Sensitive detection of CaMV35S based on exponential rolling circle amplification reaction and CRISPR/Cas12a using a portable 3D-printed visualizer

• Published in: Microchemical journal Vol. 205; p. 111313
• Main Authors: Liu, Meilin, Li, Xuheng, Xu, Jingbing, Zhou, Shiying, Deng, Liyuan, Men, Dianhui, Duan, Yi, Huo, Danqun, Hou, Changjun
• Format: Journal Article
• Language: English
• Published: Elsevier B.V 01.10.2024
• Subjects: CaMV35S; CRISPR/Cas12a trans-cleavage; Exponential Rolling Circle Amplification (E-RCA); Portable detection; Smartphone; Portable detection; Exponential Rolling Circle Amplification (E-RCA); Smartphone; CaMV35S; CRISPR/Cas12a trans-cleavage
• ISSN: 0026-265X
• DOI: 10.1016/j.microc.2024.111313

[Display omitted] •This coupling RCA and Nb.BbvCI achieve an exponential amplification assay.•The E-RCA-CRISPR/Cas12a can detect samples of highly processed food products.•Our cost-effective device gives people a new way to perform real-time testing of GMOs. The biosafety of genetically modified organisms (GMOs) is still a subject of debate among the public, so developing practical and accurate GMOs detection techniques is crucial. However, the existing testing methodologies for GMOs products do not possess the requisite sensitivity and flexibility necessary for effective GMOs surveillance. In this study, our exponential rolling cycle amplification with the CRISPR/Cas12a assay (E-RCA-CRISPR/Cas12a) has successfully enhanced the limit of detection (LOD) for the CaMV35S fragment to 10 aM in a total of 100 min. Rolling cycle amplification can be initiated by the target CaMV35S sequence, utilizing Nb.BbvCI endonuclease nicking activity for the exponential rolling cycle amplification and the trans-cleavage activity of Cas12a for the detection and signal amplification.
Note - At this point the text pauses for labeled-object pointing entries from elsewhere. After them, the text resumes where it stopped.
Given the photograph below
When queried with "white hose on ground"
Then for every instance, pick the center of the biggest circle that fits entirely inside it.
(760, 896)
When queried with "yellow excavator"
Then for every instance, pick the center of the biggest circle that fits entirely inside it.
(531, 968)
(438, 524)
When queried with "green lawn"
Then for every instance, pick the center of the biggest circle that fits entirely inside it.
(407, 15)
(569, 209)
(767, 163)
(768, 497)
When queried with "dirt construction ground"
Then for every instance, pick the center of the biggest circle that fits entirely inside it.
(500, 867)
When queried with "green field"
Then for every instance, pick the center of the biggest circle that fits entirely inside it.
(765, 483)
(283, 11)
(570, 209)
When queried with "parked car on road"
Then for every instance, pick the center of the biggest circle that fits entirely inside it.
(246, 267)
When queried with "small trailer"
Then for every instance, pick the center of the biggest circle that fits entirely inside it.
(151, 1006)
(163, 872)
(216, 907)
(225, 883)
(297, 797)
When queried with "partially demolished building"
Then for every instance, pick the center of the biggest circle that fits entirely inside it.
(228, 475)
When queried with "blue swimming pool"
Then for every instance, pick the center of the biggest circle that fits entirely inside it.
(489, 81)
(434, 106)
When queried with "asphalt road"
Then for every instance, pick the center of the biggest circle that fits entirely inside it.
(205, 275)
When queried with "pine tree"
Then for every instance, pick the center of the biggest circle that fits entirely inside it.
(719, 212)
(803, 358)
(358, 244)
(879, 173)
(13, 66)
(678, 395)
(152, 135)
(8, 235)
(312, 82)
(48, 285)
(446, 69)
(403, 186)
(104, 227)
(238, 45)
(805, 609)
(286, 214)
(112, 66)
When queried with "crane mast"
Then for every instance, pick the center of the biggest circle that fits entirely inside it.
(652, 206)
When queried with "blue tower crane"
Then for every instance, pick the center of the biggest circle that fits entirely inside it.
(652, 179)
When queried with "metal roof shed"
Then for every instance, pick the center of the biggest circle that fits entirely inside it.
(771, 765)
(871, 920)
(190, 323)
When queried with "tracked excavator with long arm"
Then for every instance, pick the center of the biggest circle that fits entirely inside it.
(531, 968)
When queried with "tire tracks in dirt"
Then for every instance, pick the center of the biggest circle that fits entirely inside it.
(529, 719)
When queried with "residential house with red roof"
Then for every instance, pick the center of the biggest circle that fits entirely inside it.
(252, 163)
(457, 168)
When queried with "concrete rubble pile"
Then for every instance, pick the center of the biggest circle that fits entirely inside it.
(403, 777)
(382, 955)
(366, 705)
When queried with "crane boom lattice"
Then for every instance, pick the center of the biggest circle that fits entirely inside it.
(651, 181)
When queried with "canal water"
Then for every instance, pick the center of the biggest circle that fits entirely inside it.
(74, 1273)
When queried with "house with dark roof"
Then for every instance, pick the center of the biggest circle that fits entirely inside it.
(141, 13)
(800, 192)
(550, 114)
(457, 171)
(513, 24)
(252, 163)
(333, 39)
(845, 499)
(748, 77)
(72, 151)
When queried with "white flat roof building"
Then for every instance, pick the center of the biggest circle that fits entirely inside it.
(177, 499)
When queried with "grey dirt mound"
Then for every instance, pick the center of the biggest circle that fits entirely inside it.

Our research greatly improves the amplification efficiency through this cyclic process. To reduce the reliance on signal reading devices, we also build a custom 3D-printed visualization vessel and combine a color-reading app on the smartphone to read the fluorescent signals through for sample visualization and analysis. Under ideal circumstances, the limits of detection of our convenient device is 1 fM. We also integrate the exponential rolling circle amplification (E-RCA-CRISPR/Cas12a) assay with the lateral flow strip (LFA) to achieve reading device-free detection with the LOD of 50 fM. Testing the plant and soy sauce samples successfully demonstrated the method’s applicability. The sensing platform thus offers a prototype technique for quick detection of various nucleic acid targets and has optimum sensitivity, specificity, and on-site detection capability.